Antithrombin-III, a prototypical glycosaminoglycan ligand, has only recently been identified to exert direct effects on cells of the innate immune system via HSPG [26, 32]. Already two decades ago, consensus sequences for glycosaminoglycan recognition were determined as [-X-B-B-X-B-X-] and [-X-B-B-B-X-X-B-X-] where B is the probability of a basic residue and X is a hydropathic residue, which form potential nucleation sites for the recognition of polyanions in proteins [33]. As antimicrobial peptides including defensins and cathelicidins contain consensus sequences for HSPG recognition [34], we further explored the roles of HSPG in mediating PR-39 effects in neutrophil migration. Heparan sulfate chains abound on syndecans and glypicans which can bind a repertoire of proteins. Thereby, HSPG can immobilize the ligands, increase its local concentration, change its conformation, present it to a signalling receptor and enhance the formation of receptor-ligand signaling complexes [35]. Modification of these heparan sulfate chains could influence cell function. To further substantiate the role of HSPG in the response of neutrophils to PR-39, cells were pretreated with the sulfation inhibitor, sodium chlorate [36]. This pretreatment dose-dependently inhibited responiveness of the cells to PR-39. Moreover, of the two families of membrane-bound HSPG, the syndecans, by containing mixtures of the two major types of glycosaminoglycan chains found in animal cells, namely heparan sulfate and chondroitin sulfate, exemplify hybrid proteoglycans. In contrast, the glypicans appear to contain only heparan sulfate chains [37]. To examine if chondroitin sulfate proteoglycans act as putative interaction site for PR-39, neutrophils were treated with chondroitinase before testing cell migration. Data imply that PR-39's effects on cell migration are sensitive to both heparinase I and chondroitinase suggesting that of HSPG, syndecans mediate direct cellular actions of PR-39. By cleaving this specific site enzymatically with heparinase or chondroitinase or by chemically modifying them with sodium chlorate, chemotactic effects of PR-39 were altered. These observations not only confirm the role of HSPG in leukocyte function but also functionally establish that syndecans are involved in signalling effects of the cathelicidin in leukocytes.
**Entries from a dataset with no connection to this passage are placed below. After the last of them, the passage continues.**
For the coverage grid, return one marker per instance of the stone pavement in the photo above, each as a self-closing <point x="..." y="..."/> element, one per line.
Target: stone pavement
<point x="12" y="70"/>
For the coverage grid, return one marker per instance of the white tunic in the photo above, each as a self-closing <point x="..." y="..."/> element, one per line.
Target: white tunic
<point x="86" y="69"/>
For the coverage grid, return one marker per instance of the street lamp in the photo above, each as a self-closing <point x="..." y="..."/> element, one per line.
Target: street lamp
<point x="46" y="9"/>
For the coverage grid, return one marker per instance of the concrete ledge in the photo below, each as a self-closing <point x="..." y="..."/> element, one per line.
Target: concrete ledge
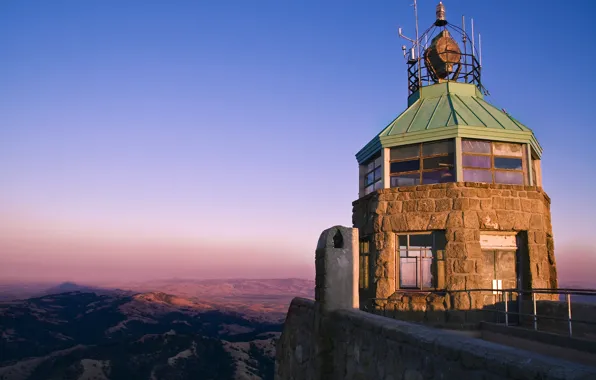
<point x="559" y="340"/>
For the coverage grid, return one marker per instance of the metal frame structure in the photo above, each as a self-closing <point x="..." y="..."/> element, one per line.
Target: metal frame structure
<point x="507" y="300"/>
<point x="468" y="68"/>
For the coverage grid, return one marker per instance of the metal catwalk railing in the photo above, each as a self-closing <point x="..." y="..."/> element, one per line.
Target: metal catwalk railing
<point x="507" y="300"/>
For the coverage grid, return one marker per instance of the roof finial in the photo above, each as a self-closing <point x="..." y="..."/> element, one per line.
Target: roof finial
<point x="441" y="15"/>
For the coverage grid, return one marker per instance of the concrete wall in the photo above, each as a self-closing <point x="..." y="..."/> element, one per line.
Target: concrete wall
<point x="463" y="211"/>
<point x="352" y="344"/>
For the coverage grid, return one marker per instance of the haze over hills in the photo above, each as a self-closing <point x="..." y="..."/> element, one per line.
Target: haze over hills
<point x="216" y="329"/>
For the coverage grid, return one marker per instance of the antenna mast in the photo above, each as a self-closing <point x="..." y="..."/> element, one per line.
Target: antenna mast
<point x="418" y="44"/>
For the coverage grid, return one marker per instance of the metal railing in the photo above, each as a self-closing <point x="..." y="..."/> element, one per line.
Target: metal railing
<point x="517" y="298"/>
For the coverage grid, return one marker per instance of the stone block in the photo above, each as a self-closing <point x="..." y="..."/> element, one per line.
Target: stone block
<point x="426" y="205"/>
<point x="437" y="193"/>
<point x="512" y="204"/>
<point x="483" y="193"/>
<point x="464" y="266"/>
<point x="394" y="207"/>
<point x="464" y="235"/>
<point x="486" y="204"/>
<point x="536" y="222"/>
<point x="455" y="219"/>
<point x="475" y="204"/>
<point x="417" y="221"/>
<point x="506" y="219"/>
<point x="420" y="194"/>
<point x="410" y="206"/>
<point x="385" y="287"/>
<point x="444" y="204"/>
<point x="455" y="250"/>
<point x="461" y="301"/>
<point x="473" y="249"/>
<point x="526" y="205"/>
<point x="471" y="219"/>
<point x="488" y="220"/>
<point x="402" y="196"/>
<point x="437" y="221"/>
<point x="521" y="221"/>
<point x="498" y="203"/>
<point x="461" y="204"/>
<point x="540" y="237"/>
<point x="395" y="223"/>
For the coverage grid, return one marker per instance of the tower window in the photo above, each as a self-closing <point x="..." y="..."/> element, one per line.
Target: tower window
<point x="373" y="175"/>
<point x="424" y="163"/>
<point x="421" y="261"/>
<point x="364" y="263"/>
<point x="493" y="162"/>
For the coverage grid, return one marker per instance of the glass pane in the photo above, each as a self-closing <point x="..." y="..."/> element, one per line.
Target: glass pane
<point x="506" y="149"/>
<point x="475" y="175"/>
<point x="438" y="162"/>
<point x="511" y="178"/>
<point x="441" y="147"/>
<point x="508" y="163"/>
<point x="407" y="273"/>
<point x="403" y="241"/>
<point x="438" y="176"/>
<point x="402" y="152"/>
<point x="476" y="161"/>
<point x="405" y="180"/>
<point x="426" y="272"/>
<point x="440" y="240"/>
<point x="405" y="166"/>
<point x="421" y="241"/>
<point x="377" y="173"/>
<point x="475" y="146"/>
<point x="378" y="162"/>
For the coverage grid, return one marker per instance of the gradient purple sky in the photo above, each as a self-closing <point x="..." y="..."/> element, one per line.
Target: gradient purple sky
<point x="208" y="139"/>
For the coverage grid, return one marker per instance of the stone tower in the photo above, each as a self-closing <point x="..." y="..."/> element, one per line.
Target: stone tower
<point x="450" y="203"/>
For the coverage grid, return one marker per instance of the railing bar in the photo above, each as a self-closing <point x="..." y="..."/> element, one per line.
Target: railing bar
<point x="535" y="318"/>
<point x="568" y="296"/>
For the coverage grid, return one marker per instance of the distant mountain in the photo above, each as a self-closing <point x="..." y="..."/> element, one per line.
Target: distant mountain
<point x="101" y="335"/>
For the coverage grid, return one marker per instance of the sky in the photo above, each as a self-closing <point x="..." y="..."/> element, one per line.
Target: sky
<point x="216" y="138"/>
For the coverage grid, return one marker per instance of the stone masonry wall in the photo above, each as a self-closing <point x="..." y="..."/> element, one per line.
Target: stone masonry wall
<point x="360" y="345"/>
<point x="463" y="211"/>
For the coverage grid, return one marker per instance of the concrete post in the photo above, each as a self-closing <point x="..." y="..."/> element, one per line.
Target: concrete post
<point x="336" y="263"/>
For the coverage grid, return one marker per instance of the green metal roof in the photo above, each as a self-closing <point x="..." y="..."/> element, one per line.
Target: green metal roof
<point x="449" y="110"/>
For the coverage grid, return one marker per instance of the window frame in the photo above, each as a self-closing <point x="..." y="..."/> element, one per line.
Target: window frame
<point x="377" y="181"/>
<point x="364" y="263"/>
<point x="437" y="256"/>
<point x="421" y="158"/>
<point x="493" y="170"/>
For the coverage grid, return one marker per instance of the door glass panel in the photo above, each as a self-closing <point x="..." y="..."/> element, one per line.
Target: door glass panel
<point x="421" y="241"/>
<point x="427" y="279"/>
<point x="508" y="163"/>
<point x="473" y="175"/>
<point x="404" y="152"/>
<point x="438" y="162"/>
<point x="476" y="161"/>
<point x="475" y="146"/>
<point x="405" y="166"/>
<point x="438" y="176"/>
<point x="510" y="178"/>
<point x="405" y="180"/>
<point x="407" y="272"/>
<point x="506" y="149"/>
<point x="441" y="147"/>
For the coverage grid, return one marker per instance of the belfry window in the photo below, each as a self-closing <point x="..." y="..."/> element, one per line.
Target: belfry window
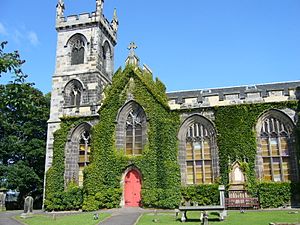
<point x="275" y="150"/>
<point x="77" y="44"/>
<point x="199" y="164"/>
<point x="84" y="155"/>
<point x="73" y="93"/>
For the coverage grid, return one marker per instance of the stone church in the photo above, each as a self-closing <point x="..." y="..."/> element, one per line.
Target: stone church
<point x="122" y="139"/>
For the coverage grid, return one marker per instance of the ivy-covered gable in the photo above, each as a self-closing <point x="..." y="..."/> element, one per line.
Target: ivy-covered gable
<point x="158" y="161"/>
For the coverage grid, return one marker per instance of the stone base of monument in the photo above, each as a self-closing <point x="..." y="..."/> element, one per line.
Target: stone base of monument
<point x="26" y="215"/>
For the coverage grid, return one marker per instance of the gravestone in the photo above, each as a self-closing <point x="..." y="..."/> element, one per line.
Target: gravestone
<point x="28" y="207"/>
<point x="237" y="181"/>
<point x="2" y="201"/>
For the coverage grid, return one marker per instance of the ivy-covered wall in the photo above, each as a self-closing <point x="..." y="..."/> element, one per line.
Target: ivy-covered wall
<point x="158" y="163"/>
<point x="236" y="135"/>
<point x="161" y="185"/>
<point x="55" y="185"/>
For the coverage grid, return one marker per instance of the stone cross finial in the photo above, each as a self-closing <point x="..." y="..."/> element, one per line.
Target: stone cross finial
<point x="99" y="6"/>
<point x="132" y="46"/>
<point x="60" y="7"/>
<point x="132" y="59"/>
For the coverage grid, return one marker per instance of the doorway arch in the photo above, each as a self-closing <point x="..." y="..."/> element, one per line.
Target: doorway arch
<point x="132" y="186"/>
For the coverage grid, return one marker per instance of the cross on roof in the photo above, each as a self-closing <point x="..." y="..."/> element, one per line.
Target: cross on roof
<point x="131" y="48"/>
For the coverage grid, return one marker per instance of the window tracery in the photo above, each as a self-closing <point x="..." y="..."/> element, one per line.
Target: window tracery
<point x="275" y="149"/>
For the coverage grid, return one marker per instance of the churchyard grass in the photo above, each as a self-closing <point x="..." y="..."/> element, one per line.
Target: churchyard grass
<point x="75" y="219"/>
<point x="234" y="218"/>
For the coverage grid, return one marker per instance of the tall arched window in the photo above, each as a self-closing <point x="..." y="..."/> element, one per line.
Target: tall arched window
<point x="77" y="153"/>
<point x="84" y="155"/>
<point x="198" y="151"/>
<point x="134" y="136"/>
<point x="131" y="129"/>
<point x="73" y="93"/>
<point x="107" y="58"/>
<point x="77" y="44"/>
<point x="275" y="147"/>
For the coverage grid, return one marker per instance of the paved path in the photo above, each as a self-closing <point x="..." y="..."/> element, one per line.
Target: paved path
<point x="124" y="216"/>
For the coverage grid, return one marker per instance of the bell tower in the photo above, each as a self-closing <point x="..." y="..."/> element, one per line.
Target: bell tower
<point x="84" y="66"/>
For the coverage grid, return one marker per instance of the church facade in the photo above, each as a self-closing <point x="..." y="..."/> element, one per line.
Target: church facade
<point x="119" y="139"/>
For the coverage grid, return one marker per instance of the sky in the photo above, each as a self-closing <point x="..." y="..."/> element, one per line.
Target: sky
<point x="191" y="44"/>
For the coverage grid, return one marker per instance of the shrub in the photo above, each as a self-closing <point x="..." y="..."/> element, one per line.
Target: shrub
<point x="206" y="194"/>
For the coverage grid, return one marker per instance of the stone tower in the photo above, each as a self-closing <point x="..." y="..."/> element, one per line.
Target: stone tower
<point x="84" y="65"/>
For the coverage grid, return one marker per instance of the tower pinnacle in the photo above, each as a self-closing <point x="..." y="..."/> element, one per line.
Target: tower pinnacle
<point x="60" y="7"/>
<point x="115" y="21"/>
<point x="99" y="7"/>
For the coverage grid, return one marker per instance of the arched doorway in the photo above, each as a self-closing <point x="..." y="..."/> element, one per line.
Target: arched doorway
<point x="132" y="189"/>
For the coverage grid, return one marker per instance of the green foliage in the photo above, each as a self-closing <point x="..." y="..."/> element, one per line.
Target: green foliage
<point x="55" y="174"/>
<point x="255" y="217"/>
<point x="206" y="194"/>
<point x="158" y="164"/>
<point x="63" y="219"/>
<point x="11" y="62"/>
<point x="273" y="195"/>
<point x="24" y="113"/>
<point x="236" y="136"/>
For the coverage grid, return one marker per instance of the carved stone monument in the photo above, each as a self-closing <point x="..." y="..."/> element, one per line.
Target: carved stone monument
<point x="237" y="182"/>
<point x="28" y="207"/>
<point x="2" y="201"/>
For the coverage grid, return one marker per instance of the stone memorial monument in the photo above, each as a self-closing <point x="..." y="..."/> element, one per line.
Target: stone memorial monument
<point x="237" y="182"/>
<point x="2" y="201"/>
<point x="28" y="207"/>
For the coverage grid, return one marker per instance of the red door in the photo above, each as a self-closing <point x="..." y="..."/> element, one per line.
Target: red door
<point x="132" y="189"/>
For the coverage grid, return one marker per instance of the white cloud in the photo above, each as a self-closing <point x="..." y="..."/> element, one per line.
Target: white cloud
<point x="33" y="38"/>
<point x="17" y="36"/>
<point x="3" y="30"/>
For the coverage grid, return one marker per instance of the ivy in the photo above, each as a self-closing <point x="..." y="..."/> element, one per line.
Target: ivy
<point x="158" y="164"/>
<point x="236" y="136"/>
<point x="55" y="185"/>
<point x="161" y="187"/>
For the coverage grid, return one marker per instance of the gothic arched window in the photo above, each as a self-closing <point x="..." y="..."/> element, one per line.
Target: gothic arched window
<point x="77" y="153"/>
<point x="107" y="58"/>
<point x="275" y="148"/>
<point x="84" y="155"/>
<point x="73" y="93"/>
<point x="77" y="44"/>
<point x="134" y="134"/>
<point x="131" y="129"/>
<point x="198" y="151"/>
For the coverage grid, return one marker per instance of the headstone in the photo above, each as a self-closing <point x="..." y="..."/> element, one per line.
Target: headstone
<point x="28" y="207"/>
<point x="2" y="201"/>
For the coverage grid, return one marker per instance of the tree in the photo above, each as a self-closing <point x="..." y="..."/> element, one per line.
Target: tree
<point x="24" y="111"/>
<point x="11" y="62"/>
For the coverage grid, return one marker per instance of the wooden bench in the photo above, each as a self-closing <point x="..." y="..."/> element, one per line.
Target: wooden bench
<point x="242" y="203"/>
<point x="203" y="209"/>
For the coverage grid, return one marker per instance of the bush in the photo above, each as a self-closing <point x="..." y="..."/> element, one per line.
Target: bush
<point x="274" y="195"/>
<point x="206" y="194"/>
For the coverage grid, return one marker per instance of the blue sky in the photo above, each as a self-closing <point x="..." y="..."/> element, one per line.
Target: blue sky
<point x="192" y="44"/>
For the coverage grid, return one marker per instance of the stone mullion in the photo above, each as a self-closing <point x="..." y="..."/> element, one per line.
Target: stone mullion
<point x="203" y="161"/>
<point x="271" y="157"/>
<point x="280" y="158"/>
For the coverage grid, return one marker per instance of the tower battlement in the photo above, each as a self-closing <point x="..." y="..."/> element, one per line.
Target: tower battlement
<point x="86" y="20"/>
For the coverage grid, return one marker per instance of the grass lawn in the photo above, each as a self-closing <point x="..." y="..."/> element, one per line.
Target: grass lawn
<point x="76" y="219"/>
<point x="234" y="218"/>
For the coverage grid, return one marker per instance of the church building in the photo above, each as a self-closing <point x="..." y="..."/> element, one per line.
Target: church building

The syndecan family of cell surface proteoglycans has been implicated in a number of biological processes, including blood coagulation, cell adhesion, signal transduction and wound repair [38]. Originally found on epithelial cells, syndecans were later shown to be present in several other mesenchyma-derived cell types, including fibroblast, smooth muscle cells, and neutrophils [28].

PR-39 has been shown to interact with a domain within the integrin mediated signaling protein, namly p130(Cas) [39], an assembling molecule of actin filaments which promotes cell movement, cell migration, and cell spreading in fibroblasts [40]. Identification of p130(Cas) as a mediator of focal adhesion kinase-promoted cell migration [41] fits well to its interaction with PR-39, given the finding that syndecan-4 modulates focal adhesion kinase phosphorylation [42] and may be activated by PR-39 as suggested by our observed inhibition of PR-39-induced chemotaxis of neutrophils with antibodies to syndecan-4. This hypothesis, however, requires biochemical confirmation.

The data provided do not permit the conclusion that only syndecan-4 mediates the chemotaxis of human neutrophils to PR-39. Other syndecans or glypicans may also participate in coordinating the chemotactic response, as additional cell surface proteoglycans harboring HS and/or CS might also be involved.

To summarize, besides proposed involvement of formyl peptide receptor-like 1, no signalling pathway for cathelicidins in neutrophils had been identified so far. Our results provide strong evidence for interactions of PR-39 with proteoglycans on the surface of leukocytes. Biochemical and functional tests identify syndecan-4 as a putative acceptor site for PR-39 which contains consensus sequences for glycosaminoglycan recognition. Our findings may be of particular relevance if PR-39 proofs have a therapeutic potential in neutrophil-mediated inflammatory diseases.